Catador de Estrelas
Miguel Gustavo de Paiva Torres
(Homenagem aos amigos que se foram e permanecem)
Os ventos varrendo o lado escuro da terra; vindos da costa africana os alísios afastam nuvens e acendem, neste deserto marítimo, milhões e milhões de estrelas. Luz em viagem de longo curso. Bilhões de anos é apenas um pensamento sem medida.
Quanta vida surgiu e desapareceu nesta matéria escura. Quantas pestes, quantas pragas bateram forte nas portas da arrogância desta estranha criatura que pensa, cria e imagina-se Deus. Ele e ela ou pedra ou gelo ou água, mas feito e moldado no teu pensamento.
O balanço na rede me leva ao infinito da varanda solta no espaço. Quem acende estrelas, todas as noites, de um lado e do outro lado da lua, no céu do universo desse minúsculo ponto azul chamado Terra?
Quem acende a luz desta sala onde encenam-se todas as comédias, tragédias, bondades e crueldades destes insignificantes seres que se procriam como criadores e destruidores?

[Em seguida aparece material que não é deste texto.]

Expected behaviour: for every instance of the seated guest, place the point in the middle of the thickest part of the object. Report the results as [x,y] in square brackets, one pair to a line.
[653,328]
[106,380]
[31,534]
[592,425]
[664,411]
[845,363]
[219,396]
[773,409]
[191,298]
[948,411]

Quantos palácios e quantas palafitas abrigam estes raros animais pensantes na bola que gira, perdida, sem rumo conhecido, no espaço curvo da minha mente. A consciência que tenho é apenas a do vento; a memória do bicho papão no coqueiro com seus pequenos olhos vermelhos. O barulho do mar é de uma praia longínqua em um local no GPS chamado Alagoas, pedaço de mar onde minhas cinzas servirão de alimento aos peixes elétricos, polvos e cavalos marinhos, — estes acendedores de estrelas das almas que vagam na eterna escuridão divina —.
E o catador de latinhas da minha rua? Foi ele um vagalume, uma estrela cadente na paisagem da existência breve e fugaz, ou apenas o reflexo da poeira das estrelas, do gelo, dos desertos ou das palmas secas da caatinga do sertão.
Poeira da existência, em um sábado, na viagem sem fim na antiga estrada de barro, poeira e infinito, de Palmeira dos Índios à Água Branca? Quantas almas perdidas, ambições, vaidades, amor e torpeza, secaram bocas e fecharam os olhos nos sacolejos da estrada e do pensamento?
Escrevi o livro da existência — a minha e a nossa —, com estrelas cadentes no horizonte de tantas vidas. Respiradores de vidro sugando o oxigênio das memórias do tempo; na velocidade da última estrela que catei, indo embora eternamente na poeira dessa luz, imensidão de vida e morte; sem fim e sem começo.